Teachers from Stivers’ school and the three others at Brooklyn’s John Jay Campus are demanding onsite testing for all students and staff considered close contacts of any positive case, which isn’t currently offered. They’re also calling for in-school testing for all students or staff who seek it, including vaccinated ones. Teachers held similar protests at Grace Dodge High School in the Bronx and IS 230 in Queens.
Experts said only testing unvaccinated individuals makes it difficult to evaluate how much COVID is circulating in the school system. As more children get vaccinated, the testing pool is shrinking, and given the number of breakthrough infections associated with the omicron variant, that could create unnoticed opportunities for transmission.
The city recently announced that vaccinated teachers can seek at-school tests if they want to, but only if leftover slots are available after students are finished testing for the day. They also have to submit consent forms up to five days in advance of their testing date. These restrictions can make it hard for employees to get tested in practice, staff members told WNYC/Gothamist.
Looking ahead, current City Council member and soon-to-be New York City Comptroller Brad Lander said the schools should require all staff and students to provide negative test results in order to return to classes on January 3rd. He said city-run testing sites should prioritize students and educators, and the schools should have enough rapid tests for everyone who is not able to visit an off-campus testing site before returning.
“We have the capacity, if we plan ahead,” Lander said in a statement.
New York Gov. Kathy Hochul said Monday the state will roll out resources for a “test -to-stay” program beginning in January, providing school districts with at-home testing kits. A test-to-stay protocol allows potentially exposed children to exit quarantine early if they test negative.

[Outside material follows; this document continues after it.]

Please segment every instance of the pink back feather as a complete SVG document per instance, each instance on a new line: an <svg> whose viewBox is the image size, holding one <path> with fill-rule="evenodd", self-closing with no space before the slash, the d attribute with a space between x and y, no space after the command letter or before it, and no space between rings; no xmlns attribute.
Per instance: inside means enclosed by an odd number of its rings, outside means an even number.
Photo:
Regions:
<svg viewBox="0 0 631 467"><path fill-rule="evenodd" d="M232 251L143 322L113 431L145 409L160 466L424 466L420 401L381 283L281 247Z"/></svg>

When classes resume in the new year, a new mayor and schools chancellor will be in charge.. During an unrelated press conference, Mayor-elect Eric Adams was asked how he would ensure a smooth transition for families and educators but he declined to share his plans, saying he didn’t want “to add to the chaos by being in conflict with what [Mayor de Blasio is] doing.”
However, Adams did signal change. “January 1st I’m mayor and on that day I’m going to roll out how I’m going to execute the plan. COVID is going to evolve by then,” he said. “This is a moving target that I must be prepared to execute a plan based on that day and I must be prepared to do that.”
In an email to members on Tuesday, United Federation of Teachers president Michael Mulgrew said the city needed to ramp up its response in schools immediately.
“It’s become increasingly clear over the past 10 days that the COVID testing system in schools and the Situation Room are no longer functioning at an acceptable level,” he said. “The children and communities don’t care about the upcoming change in administrations. It’s up to the city to keep them safe from this virus now.”